Jailbreaking an iPhone was Huge Back in the Day – It All Came to an End and We Never Realized it
Jailbreaking was way too mainstream back in the day. It was the go-to thing if you wanted to add a toggle switch to turn on Wi-Fi from the Home Screen, change the color of icons, install a system-wide theme, or even install apps Apple would not allow on the App Store. It was all over the place and the community loved it.
I clearly remember the day I decided to jailbreak my iPhone. It was an iPhone 4, the tool I used was Redsn0w and it took about 20 minutes in total to get from jailbreaking to installing Cydia. When I was done, I had never seen anything quite like it. You had to add repositories to install ‘tweaks’ that made iOS way better in a lot of ways.
The most popular repository was BigBoss. Once added, you got access to countless tweaks and packages. Activator was one of the most popular ones and it was straight up genius. It allowed the user to assign swipe or tap gestures to launch an action. For example, swiping up from the Home Screen would launch a certain app. Or, you could set the Home button to do something – press on it three times and boom, you’re taking a screenshot or launching the Messages app. Want to send a tweet from anywhere in iOS? Activator allowed you to do that and countless other things.
There were tweaks like Accentify that would allow you to change the accent color of iOS. Don’t like the blue look? Make it red, green, orange, you name it. I can keep on going for hours, but it would just bore you.
In plain words – jaibreaking an iPhone would allow developers to fill a huge void that Apple left in terms of features.
Then it all went away.
Over time, Apple went hard against jailbreaking. Hardware and software changes made jailbreaking harder, essentially destroying the entire practice until almost nothing was left.
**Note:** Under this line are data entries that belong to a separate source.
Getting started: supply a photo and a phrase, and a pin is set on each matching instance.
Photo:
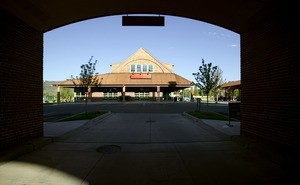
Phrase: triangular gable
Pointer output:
(141, 56)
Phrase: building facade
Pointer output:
(139, 77)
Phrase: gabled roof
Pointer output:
(120, 79)
(231, 84)
(142, 54)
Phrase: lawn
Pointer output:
(83, 116)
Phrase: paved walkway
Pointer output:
(145, 149)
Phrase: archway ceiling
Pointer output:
(45, 15)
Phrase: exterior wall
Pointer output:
(270, 81)
(21, 56)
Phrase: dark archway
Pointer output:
(269, 51)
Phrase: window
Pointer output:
(132, 68)
(150, 68)
(145, 68)
(138, 68)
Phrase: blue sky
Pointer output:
(182, 42)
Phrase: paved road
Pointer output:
(55, 112)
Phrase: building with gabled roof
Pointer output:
(141, 76)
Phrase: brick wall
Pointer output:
(270, 79)
(21, 56)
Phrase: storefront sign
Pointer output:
(140, 76)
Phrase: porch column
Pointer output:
(58, 94)
(158, 93)
(123, 93)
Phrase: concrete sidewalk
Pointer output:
(138, 149)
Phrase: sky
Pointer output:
(183, 42)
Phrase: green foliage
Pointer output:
(87, 78)
(207, 78)
(67, 94)
(49, 91)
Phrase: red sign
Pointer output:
(140, 76)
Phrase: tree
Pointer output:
(216, 90)
(87, 78)
(206, 78)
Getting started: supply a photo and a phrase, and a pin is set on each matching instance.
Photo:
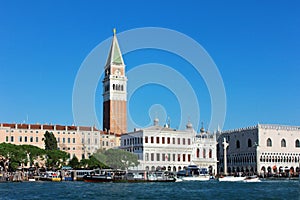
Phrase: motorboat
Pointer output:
(99, 176)
(231, 178)
(251, 179)
(193, 173)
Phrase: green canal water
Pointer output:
(180, 190)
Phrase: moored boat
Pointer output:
(193, 173)
(98, 175)
(251, 179)
(231, 178)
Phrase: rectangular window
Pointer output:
(146, 156)
(157, 157)
(157, 140)
(152, 156)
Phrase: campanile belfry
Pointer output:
(115, 91)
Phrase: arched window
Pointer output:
(197, 153)
(283, 143)
(297, 143)
(210, 153)
(249, 143)
(238, 144)
(269, 142)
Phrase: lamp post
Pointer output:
(225, 144)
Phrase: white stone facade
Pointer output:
(164, 148)
(260, 149)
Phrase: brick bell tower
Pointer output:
(115, 91)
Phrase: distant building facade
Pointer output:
(79, 141)
(115, 91)
(261, 149)
(163, 148)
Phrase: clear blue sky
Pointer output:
(255, 45)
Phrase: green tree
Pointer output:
(50, 141)
(18, 154)
(92, 163)
(56, 158)
(117, 158)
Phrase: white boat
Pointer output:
(193, 173)
(251, 179)
(196, 178)
(232, 178)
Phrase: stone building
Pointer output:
(160, 147)
(79, 141)
(261, 149)
(115, 91)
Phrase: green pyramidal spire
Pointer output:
(115, 55)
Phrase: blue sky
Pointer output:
(255, 45)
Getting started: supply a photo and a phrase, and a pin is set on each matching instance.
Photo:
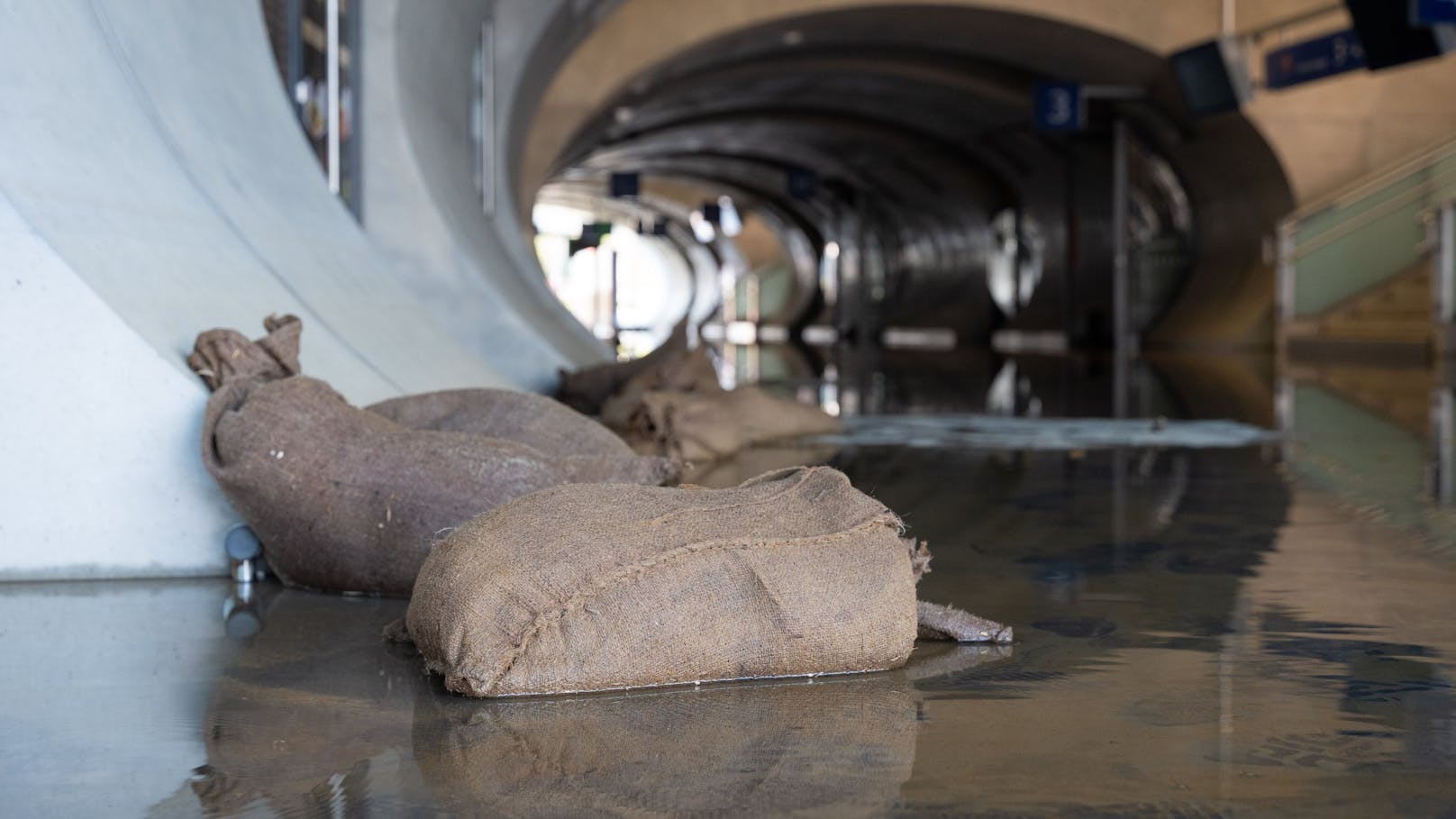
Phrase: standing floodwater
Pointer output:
(1198, 632)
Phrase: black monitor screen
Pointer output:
(1387, 34)
(1203, 75)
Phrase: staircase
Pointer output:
(1356, 267)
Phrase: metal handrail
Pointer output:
(1361, 188)
(1373, 214)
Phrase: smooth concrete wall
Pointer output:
(153, 184)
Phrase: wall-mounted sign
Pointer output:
(1314, 59)
(1433, 12)
(1059, 106)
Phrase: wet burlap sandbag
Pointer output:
(588, 388)
(534, 420)
(591, 587)
(705, 426)
(344, 498)
(689, 372)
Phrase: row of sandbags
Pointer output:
(351, 500)
(541, 551)
(671, 404)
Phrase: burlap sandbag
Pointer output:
(534, 420)
(593, 587)
(349, 500)
(689, 372)
(705, 426)
(588, 388)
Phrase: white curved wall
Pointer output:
(153, 184)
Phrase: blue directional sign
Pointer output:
(1314, 59)
(1059, 106)
(1433, 12)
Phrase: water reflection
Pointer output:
(833, 746)
(1200, 632)
(318, 715)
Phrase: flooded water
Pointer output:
(1245, 632)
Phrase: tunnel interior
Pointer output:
(891, 155)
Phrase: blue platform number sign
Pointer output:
(1314, 59)
(1433, 12)
(1059, 106)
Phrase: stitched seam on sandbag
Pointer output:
(808, 474)
(637, 570)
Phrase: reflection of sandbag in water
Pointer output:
(687, 372)
(832, 746)
(305, 705)
(587, 389)
(347, 498)
(590, 587)
(704, 426)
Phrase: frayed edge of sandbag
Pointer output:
(397, 632)
(224, 356)
(950, 623)
(919, 557)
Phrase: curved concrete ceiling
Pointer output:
(916, 118)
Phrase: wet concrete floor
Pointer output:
(1200, 632)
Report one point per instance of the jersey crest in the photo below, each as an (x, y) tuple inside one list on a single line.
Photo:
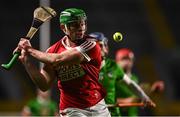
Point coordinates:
[(66, 73)]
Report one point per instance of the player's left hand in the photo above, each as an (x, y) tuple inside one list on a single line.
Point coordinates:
[(149, 103)]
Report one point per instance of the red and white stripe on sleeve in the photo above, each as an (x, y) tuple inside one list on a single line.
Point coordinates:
[(86, 46)]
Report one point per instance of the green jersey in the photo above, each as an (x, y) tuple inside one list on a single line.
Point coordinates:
[(123, 91), (39, 108), (110, 75)]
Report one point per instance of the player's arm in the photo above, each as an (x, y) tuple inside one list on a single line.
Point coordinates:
[(71, 56), (137, 89), (44, 78)]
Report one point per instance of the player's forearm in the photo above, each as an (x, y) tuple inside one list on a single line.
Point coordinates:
[(64, 58), (135, 87), (36, 76)]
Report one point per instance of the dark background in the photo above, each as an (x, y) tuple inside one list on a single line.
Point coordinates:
[(149, 28)]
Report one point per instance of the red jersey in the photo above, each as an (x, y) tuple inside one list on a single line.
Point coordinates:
[(78, 83)]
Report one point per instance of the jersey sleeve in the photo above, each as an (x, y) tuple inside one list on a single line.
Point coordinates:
[(119, 73)]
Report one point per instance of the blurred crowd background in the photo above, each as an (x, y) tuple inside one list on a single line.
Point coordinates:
[(149, 28)]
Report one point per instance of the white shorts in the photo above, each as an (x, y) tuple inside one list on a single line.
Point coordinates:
[(98, 110)]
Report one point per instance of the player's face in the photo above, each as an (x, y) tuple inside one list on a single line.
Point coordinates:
[(76, 30), (125, 63)]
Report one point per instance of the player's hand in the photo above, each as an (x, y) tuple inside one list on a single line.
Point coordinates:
[(157, 86), (149, 103), (23, 45)]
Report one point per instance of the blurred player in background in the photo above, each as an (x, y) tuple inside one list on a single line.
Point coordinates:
[(75, 62), (125, 60), (111, 76), (42, 105)]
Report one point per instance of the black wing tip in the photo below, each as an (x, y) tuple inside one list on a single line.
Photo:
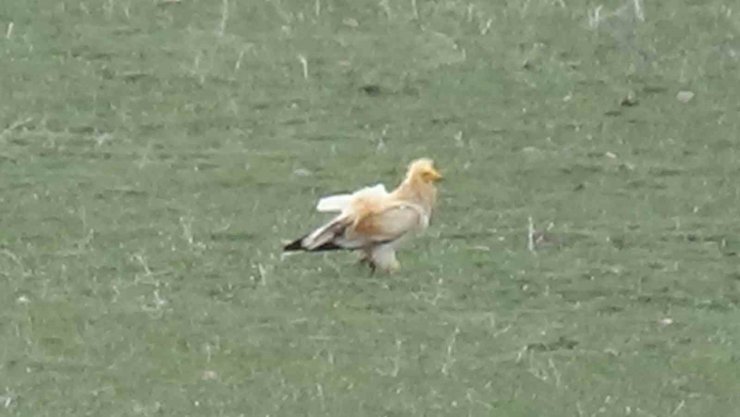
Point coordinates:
[(293, 246), (297, 245)]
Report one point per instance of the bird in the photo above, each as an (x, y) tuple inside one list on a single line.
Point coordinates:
[(373, 221)]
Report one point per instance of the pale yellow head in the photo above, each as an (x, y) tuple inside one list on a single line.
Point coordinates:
[(423, 170)]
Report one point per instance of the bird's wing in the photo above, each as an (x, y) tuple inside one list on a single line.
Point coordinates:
[(341, 202), (387, 223)]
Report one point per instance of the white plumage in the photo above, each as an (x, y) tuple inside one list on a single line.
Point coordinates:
[(373, 220)]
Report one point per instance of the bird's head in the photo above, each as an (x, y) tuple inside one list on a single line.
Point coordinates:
[(423, 170)]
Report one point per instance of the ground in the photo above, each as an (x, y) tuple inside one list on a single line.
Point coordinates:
[(154, 155)]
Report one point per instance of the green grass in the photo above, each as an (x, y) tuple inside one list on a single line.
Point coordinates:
[(151, 164)]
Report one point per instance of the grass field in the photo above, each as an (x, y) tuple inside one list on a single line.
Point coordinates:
[(154, 155)]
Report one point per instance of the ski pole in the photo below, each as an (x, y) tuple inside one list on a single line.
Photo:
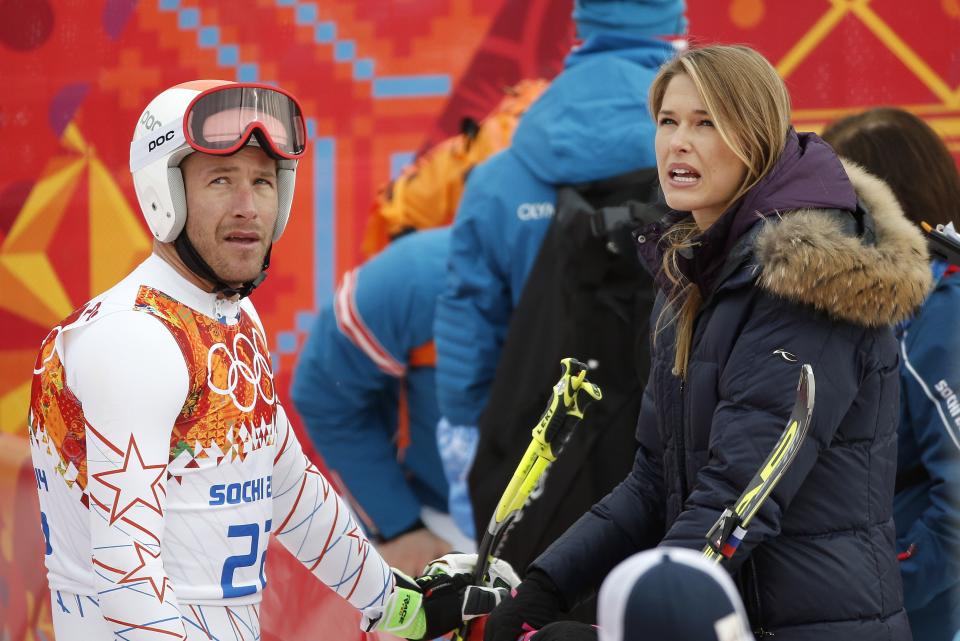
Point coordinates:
[(727, 533), (549, 435)]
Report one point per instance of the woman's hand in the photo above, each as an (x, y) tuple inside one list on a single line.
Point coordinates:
[(534, 604)]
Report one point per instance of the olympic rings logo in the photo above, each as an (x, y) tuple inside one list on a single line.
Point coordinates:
[(256, 374)]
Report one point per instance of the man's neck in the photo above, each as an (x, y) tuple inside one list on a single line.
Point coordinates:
[(168, 253)]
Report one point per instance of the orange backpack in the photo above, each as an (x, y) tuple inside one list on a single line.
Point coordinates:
[(427, 192)]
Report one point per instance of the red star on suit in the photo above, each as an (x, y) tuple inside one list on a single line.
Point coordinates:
[(132, 477), (361, 540), (154, 574)]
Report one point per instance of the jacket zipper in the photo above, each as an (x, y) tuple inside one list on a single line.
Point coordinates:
[(681, 445)]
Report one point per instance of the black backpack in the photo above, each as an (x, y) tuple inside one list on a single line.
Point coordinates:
[(588, 297)]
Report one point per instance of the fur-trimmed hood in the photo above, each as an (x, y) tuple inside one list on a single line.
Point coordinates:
[(809, 257)]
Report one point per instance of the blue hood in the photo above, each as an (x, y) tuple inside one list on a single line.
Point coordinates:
[(592, 121)]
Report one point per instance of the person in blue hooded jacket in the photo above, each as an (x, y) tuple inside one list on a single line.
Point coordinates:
[(901, 149), (591, 123), (775, 255), (364, 386)]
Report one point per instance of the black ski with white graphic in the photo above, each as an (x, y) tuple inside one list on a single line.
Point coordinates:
[(725, 536)]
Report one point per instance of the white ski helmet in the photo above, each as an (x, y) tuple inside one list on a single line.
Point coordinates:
[(175, 125)]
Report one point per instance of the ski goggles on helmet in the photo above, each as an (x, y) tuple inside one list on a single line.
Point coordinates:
[(222, 119)]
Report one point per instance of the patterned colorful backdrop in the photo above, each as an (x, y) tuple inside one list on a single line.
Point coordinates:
[(379, 80)]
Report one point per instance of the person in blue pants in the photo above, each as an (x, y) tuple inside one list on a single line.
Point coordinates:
[(591, 123), (364, 386)]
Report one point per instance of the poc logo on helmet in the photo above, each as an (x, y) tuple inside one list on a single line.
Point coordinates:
[(149, 121), (159, 140)]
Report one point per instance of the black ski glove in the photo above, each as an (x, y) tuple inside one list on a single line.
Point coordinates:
[(430, 606), (536, 603)]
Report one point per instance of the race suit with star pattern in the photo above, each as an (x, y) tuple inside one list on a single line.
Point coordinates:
[(164, 462)]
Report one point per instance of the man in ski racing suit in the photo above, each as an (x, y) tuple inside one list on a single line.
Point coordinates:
[(163, 456)]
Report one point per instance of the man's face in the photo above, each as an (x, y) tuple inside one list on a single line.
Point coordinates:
[(231, 210)]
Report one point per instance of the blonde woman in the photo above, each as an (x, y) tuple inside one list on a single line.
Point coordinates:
[(775, 255)]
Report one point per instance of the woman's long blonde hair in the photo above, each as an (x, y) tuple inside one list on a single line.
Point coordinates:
[(750, 108)]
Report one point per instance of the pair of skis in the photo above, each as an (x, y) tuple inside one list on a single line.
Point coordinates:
[(549, 435), (727, 533), (555, 427)]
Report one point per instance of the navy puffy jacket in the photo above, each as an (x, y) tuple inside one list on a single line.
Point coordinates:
[(814, 285)]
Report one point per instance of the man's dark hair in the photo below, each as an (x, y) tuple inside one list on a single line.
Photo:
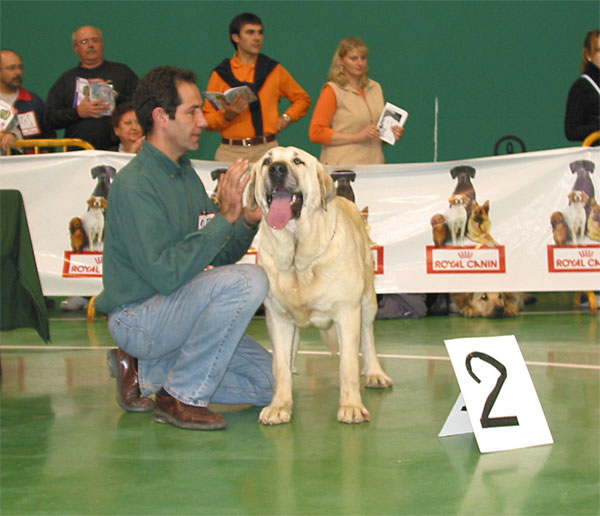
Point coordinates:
[(239, 21), (158, 88)]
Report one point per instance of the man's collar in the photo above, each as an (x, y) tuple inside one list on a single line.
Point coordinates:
[(237, 62), (93, 68), (169, 167), (24, 95)]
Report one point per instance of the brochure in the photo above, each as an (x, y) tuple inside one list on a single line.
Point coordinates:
[(390, 116), (8, 120), (95, 90), (216, 98)]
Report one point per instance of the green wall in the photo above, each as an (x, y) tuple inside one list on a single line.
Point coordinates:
[(497, 67)]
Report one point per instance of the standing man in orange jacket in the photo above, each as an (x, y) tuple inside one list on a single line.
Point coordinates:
[(248, 129)]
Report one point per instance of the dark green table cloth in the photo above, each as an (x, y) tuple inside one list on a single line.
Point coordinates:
[(22, 303)]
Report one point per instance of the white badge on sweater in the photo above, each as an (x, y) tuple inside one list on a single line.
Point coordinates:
[(205, 218)]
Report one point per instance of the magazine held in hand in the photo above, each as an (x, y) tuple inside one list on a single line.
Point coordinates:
[(95, 90), (216, 98), (390, 116)]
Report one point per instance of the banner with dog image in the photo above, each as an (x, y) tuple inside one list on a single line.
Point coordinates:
[(519, 222)]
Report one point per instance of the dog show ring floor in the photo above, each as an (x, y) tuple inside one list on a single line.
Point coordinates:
[(67, 448)]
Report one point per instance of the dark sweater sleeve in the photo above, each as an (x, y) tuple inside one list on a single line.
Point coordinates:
[(580, 120), (59, 105)]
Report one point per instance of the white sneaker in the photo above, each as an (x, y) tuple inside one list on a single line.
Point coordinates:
[(74, 303)]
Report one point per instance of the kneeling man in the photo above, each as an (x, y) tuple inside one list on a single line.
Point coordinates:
[(173, 299)]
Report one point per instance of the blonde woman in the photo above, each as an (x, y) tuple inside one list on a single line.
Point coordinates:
[(345, 118)]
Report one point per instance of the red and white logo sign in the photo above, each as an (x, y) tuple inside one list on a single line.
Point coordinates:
[(466, 260), (574, 258), (86, 264)]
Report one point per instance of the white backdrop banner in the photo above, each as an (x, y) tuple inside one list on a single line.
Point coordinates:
[(523, 191)]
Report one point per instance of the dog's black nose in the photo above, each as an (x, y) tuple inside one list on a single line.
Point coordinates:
[(277, 171)]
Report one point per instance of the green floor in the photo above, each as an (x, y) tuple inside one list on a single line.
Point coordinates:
[(68, 449)]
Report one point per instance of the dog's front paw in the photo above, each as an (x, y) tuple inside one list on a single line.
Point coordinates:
[(378, 381), (353, 414), (275, 414)]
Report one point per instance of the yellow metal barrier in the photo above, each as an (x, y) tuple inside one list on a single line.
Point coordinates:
[(65, 143)]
Every single thing you could get by jailbreaking was now a stock iOS feature. For example, Control Center brought quick toggle switches to iOS, Notification Center gave notifications a proper home and so much more.
Like it or not, but the jailbreak community shaped up the iPhone in a lot of ways. All those weird and wonderful features in iOS we see today, there was a jailbreak tweak for that.